Visiting Morocco has been been on my bucket list for quite a while now with my main goal to ride camels in the Sahara Desert which I can now tick off my list.
I spent 10 days with TravelTalk on their Exotic Morocco tour which was my first time traveling solo and I was so lucky to be we such a great group of people and out of 25 there was one Scottish lady, and couldn't believe the other 24 of us were Aussie's and Kiwi's all living in London! What were the odds?
The first day of traveling we went through some of the Atlas Mountains from it's lowest point to it's highest and these Atlas Mountains cover most of Morocco. We eventually got to our jeeps and were on our way to camp sight in the Sahara Desert where we went through some incredible Sand Dunes...full of golden colours. We were able to see one of the most amazing sunsets I have seen over those golden Sand Dunes, with a sense of appreciation for the world we live in to see such beauty. That night we had dinner in our "restaurant", had a campfire where you can so many stars and they are so bright! I lived on an island and never saw stars this bright or plentiful...it was beautiful.
The next day we rode those camels I dreamed of, for over an hour in the Sahara Desert which to be honest gets a little uncomfortable in places I hadn't thought I would be sore in. But as I was on my camel going through the desert I thought I am so grateful to be able to travel explore places only some dream of. I was a little nervous being that high up so I must admit I did not take any photos as to keep holding onto my camel.
The next eight days were colourful, exotic and a place I will not forget and plan on visiting again!
Here a few highlights and places I loved most from what Morocco has to offer...
There are plenty of Oases in Morocco where you can see this lushes green vegetation where people live. To see an oasis in the middle of the desert is such a stunning contrast, we also had lunch in the middle of an oasis full of fresh food and of course couscous!
The Royal Palace of Fez ( Dar el Makhzen):
This is one of the front doors to this huge Palace and the tiles are STUNNING! This is the Palace where the current King will stay when he comes to visit. When we were there were men cleaning the brass with lemon juice (as we found out) and when we asked how often they cleaned the front gates, we were told it's when the King is coming to Fez. I thought that was pretty cool and when we were in the Medina they have pictures of the King and his family in most shops.
The Medina in Fez:
Before entering the Medina we were able to take a photo of what the Medina looks like and it's MASSIVE! It's filled with tight streets and so many turns, it easy to get lost. Our guide told us that children growing up in the Medina get taught the the section that they live in (the Medina's have many sections with different names) so that when they get lost someone will know where to take them home, as they it's such a community and everyone knows each other.
Inside the Medina:
Walking through the many tight streets of the Medina.
Inside Al Quaraouiyine:
This is one of the oldest universities in the world and is also a UNESCO World Heritage Site. Only men can study here and students from around travel to study here.

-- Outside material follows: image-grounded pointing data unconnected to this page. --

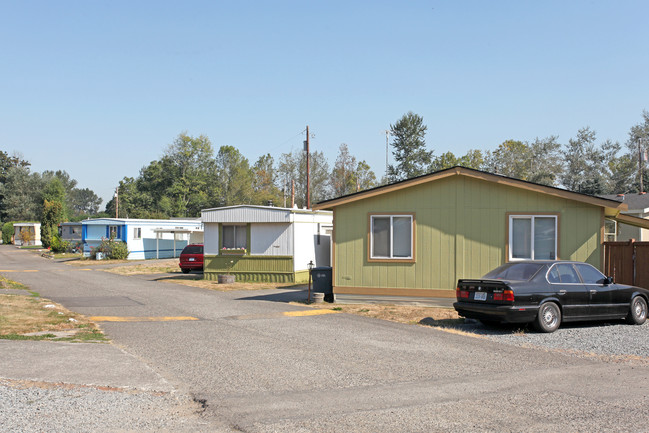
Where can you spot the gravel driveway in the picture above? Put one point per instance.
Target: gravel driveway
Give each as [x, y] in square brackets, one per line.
[614, 339]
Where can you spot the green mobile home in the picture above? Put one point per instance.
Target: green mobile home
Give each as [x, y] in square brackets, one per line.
[417, 237]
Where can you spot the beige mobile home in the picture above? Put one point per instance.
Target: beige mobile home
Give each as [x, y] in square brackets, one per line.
[265, 243]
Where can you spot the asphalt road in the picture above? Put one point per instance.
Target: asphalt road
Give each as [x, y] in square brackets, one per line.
[255, 369]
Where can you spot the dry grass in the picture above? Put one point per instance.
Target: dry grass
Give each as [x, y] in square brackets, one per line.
[145, 268]
[412, 315]
[21, 315]
[84, 261]
[25, 317]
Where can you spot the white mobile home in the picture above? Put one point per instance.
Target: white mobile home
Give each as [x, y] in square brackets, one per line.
[27, 234]
[265, 243]
[146, 239]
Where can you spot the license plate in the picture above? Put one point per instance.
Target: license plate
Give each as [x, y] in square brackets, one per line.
[480, 296]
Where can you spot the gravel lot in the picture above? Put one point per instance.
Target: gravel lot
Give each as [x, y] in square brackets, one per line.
[615, 339]
[27, 406]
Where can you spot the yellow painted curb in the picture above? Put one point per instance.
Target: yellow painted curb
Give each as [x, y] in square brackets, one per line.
[139, 319]
[14, 270]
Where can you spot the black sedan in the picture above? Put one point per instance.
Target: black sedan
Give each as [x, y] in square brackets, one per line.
[547, 293]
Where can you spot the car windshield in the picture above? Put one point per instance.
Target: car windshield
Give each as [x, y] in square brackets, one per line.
[193, 249]
[515, 271]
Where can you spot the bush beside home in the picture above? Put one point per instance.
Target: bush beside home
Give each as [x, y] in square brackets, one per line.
[7, 232]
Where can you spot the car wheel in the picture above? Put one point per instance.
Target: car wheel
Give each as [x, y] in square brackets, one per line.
[638, 312]
[549, 317]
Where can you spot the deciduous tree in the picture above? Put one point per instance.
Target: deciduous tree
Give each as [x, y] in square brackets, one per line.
[409, 144]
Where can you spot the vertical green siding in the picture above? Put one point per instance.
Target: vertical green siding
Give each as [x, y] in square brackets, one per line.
[460, 232]
[252, 268]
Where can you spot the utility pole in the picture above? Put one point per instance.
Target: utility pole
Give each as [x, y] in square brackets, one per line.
[640, 157]
[308, 170]
[387, 145]
[117, 202]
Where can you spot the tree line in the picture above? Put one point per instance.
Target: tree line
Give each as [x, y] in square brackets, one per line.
[583, 164]
[191, 175]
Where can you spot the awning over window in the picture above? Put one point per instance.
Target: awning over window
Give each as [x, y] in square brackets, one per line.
[631, 220]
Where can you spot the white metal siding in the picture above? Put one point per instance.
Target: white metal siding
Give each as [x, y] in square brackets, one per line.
[271, 239]
[307, 247]
[211, 239]
[262, 214]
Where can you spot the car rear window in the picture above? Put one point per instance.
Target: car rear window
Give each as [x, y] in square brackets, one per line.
[515, 271]
[193, 249]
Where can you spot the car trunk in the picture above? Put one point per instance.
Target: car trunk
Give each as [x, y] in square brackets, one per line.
[485, 292]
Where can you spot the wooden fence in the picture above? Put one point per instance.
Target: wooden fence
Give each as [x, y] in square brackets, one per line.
[627, 262]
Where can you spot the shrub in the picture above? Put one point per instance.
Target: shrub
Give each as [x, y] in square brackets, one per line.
[7, 232]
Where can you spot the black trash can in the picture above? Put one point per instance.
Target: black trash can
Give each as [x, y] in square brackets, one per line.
[322, 282]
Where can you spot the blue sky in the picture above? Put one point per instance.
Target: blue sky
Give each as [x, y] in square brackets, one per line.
[100, 88]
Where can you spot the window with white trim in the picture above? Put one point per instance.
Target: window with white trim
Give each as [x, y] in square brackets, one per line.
[391, 237]
[235, 236]
[532, 237]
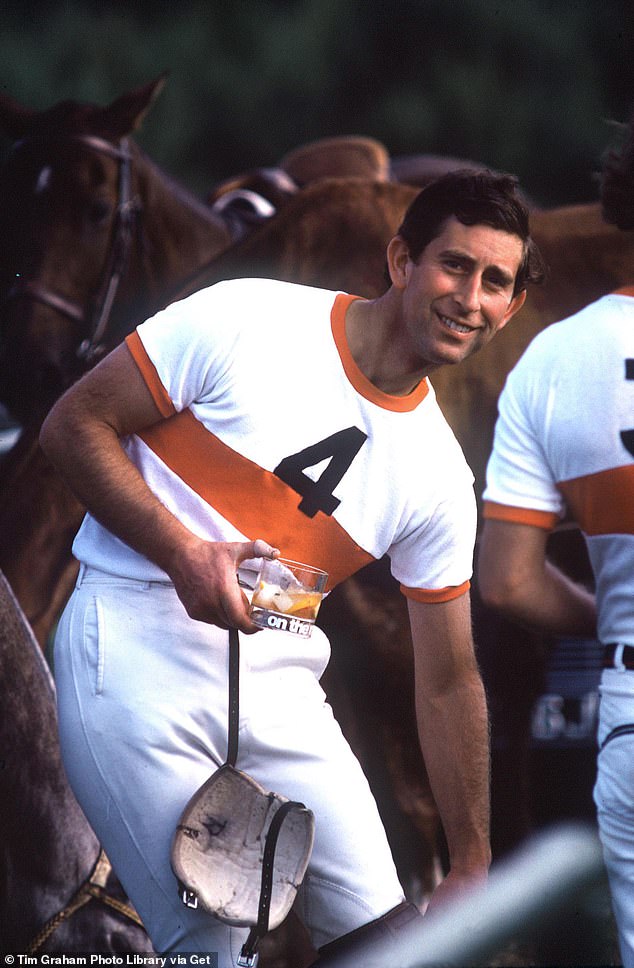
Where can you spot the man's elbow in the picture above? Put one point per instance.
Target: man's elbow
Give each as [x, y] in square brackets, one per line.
[500, 590]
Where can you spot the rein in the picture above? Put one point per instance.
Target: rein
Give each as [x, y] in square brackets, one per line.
[92, 888]
[125, 218]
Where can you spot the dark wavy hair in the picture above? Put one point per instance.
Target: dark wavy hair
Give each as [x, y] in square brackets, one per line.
[475, 197]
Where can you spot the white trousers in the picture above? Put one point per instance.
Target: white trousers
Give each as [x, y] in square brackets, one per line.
[614, 799]
[142, 700]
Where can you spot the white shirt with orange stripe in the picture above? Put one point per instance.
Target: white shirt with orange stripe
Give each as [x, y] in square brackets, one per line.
[272, 431]
[564, 441]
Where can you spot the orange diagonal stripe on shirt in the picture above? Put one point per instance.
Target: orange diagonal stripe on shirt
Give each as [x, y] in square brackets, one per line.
[253, 499]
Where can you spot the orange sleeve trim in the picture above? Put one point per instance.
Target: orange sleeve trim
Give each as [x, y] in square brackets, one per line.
[255, 501]
[537, 519]
[602, 503]
[149, 374]
[431, 595]
[357, 378]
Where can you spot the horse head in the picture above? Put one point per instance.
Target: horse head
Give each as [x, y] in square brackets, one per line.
[91, 235]
[67, 217]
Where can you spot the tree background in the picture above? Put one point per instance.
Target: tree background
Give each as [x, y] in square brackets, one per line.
[528, 86]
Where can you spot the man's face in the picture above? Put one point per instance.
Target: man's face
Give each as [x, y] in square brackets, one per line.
[460, 292]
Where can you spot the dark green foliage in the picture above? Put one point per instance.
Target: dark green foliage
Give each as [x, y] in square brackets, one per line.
[526, 86]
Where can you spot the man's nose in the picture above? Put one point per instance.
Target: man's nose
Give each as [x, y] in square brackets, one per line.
[468, 294]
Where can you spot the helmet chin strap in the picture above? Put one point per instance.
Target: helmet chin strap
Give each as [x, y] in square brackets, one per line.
[232, 808]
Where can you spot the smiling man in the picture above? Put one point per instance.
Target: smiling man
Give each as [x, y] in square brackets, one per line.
[261, 409]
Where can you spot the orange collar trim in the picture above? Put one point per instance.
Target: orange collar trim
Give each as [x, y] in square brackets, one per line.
[357, 378]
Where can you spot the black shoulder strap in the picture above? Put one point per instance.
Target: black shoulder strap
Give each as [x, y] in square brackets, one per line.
[248, 952]
[234, 696]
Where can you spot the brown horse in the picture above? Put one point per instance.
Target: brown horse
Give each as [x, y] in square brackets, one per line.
[54, 895]
[91, 234]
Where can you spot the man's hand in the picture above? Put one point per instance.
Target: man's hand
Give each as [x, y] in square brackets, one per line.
[454, 888]
[205, 578]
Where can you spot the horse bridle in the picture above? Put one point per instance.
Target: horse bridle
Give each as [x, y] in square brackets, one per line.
[125, 218]
[94, 887]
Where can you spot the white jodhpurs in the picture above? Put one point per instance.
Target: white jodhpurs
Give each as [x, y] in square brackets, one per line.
[614, 799]
[142, 699]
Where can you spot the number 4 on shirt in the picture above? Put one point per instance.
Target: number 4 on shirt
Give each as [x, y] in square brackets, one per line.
[627, 436]
[341, 448]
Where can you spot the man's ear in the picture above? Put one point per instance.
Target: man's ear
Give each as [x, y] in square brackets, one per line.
[397, 260]
[515, 305]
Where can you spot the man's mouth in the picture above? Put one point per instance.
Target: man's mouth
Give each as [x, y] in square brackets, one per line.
[456, 326]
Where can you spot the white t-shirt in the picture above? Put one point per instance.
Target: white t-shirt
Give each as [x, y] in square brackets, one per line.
[272, 431]
[564, 440]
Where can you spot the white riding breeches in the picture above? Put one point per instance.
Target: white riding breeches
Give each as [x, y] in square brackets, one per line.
[614, 799]
[142, 699]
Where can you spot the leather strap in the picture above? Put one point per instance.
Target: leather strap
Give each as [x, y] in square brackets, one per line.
[234, 697]
[249, 948]
[611, 654]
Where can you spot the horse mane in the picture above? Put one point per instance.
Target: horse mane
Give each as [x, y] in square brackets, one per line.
[617, 180]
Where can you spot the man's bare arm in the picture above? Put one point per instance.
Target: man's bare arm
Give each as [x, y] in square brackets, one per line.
[515, 577]
[81, 436]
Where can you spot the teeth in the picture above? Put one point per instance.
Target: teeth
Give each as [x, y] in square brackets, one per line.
[458, 327]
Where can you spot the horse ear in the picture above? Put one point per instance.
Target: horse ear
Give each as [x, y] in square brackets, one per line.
[15, 119]
[126, 113]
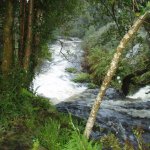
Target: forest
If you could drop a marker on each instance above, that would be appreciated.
(107, 46)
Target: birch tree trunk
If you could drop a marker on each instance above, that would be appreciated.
(28, 43)
(111, 72)
(22, 31)
(8, 38)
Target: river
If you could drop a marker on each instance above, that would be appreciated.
(53, 81)
(118, 114)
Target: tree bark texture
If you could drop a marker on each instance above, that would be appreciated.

We had a demonstration of how they made handmade scarfs made from different forms of silk (I brought one made form cactus silk), they had woven bags, rugs and curtains. It was beautiful and rich full of colours and lovely salesmen who were so charming and friendly.
Another demonstration this time of how they make their ceramics, which is all handmade and these people are so talented it's unbelievable. They make vases, tagine cooking pots, cut all the tiles for the mosaics and one particular man who does the designs for the mosaic which are all done from memory! My personal favourite were these cute teapots, the designs on them are all done by hand! Aren't they so cute?
It was hard to take a photo of all the fresh fruits, dates and sweets and this is just a small store. Walking around the Souks there is so much fresh food of all types.
These ruins belong to a construction that was ceased after the death of Sultan Yacob Al-Mansourhi. It was to be one of the worlds largest Mosques at a time when Rabat was the capital of Morocco, the capital now being Fez.
Inside this beautiful building, which is directly opposite Hassan Tower, lays the tomb of the Moroccan King and his two sons. The building is beautiful from the inside of the mosaics to the outside which is white with pillars and guards who have a stunning uniform I must say.
This Mosque is the 13th largest in the world and largest in Morocco AND located in Casablanca! It's opposite the beach that is the Atlantic Ocean (Morocco has to coast lines one of the Atlantic Ocean and one of the Mediterranean ocean), it has a green roof as Mosques do in Morocco to represent Islam. It has a hammam on the lower level that has never been used. It's so peaceful and moving inside, the archictecture and colour are stunning you feel rude taking photos. Tickets are 120 Dirhims to enter and defiantly worth it.
The time of day when the sun sets in the Sahara Desert.
We were at the highest point of the Atlas Mountains and there was snow! As you land into Marrakech airport you could see this mountains with tops of them covered in snow and it was, I couldn't believe it.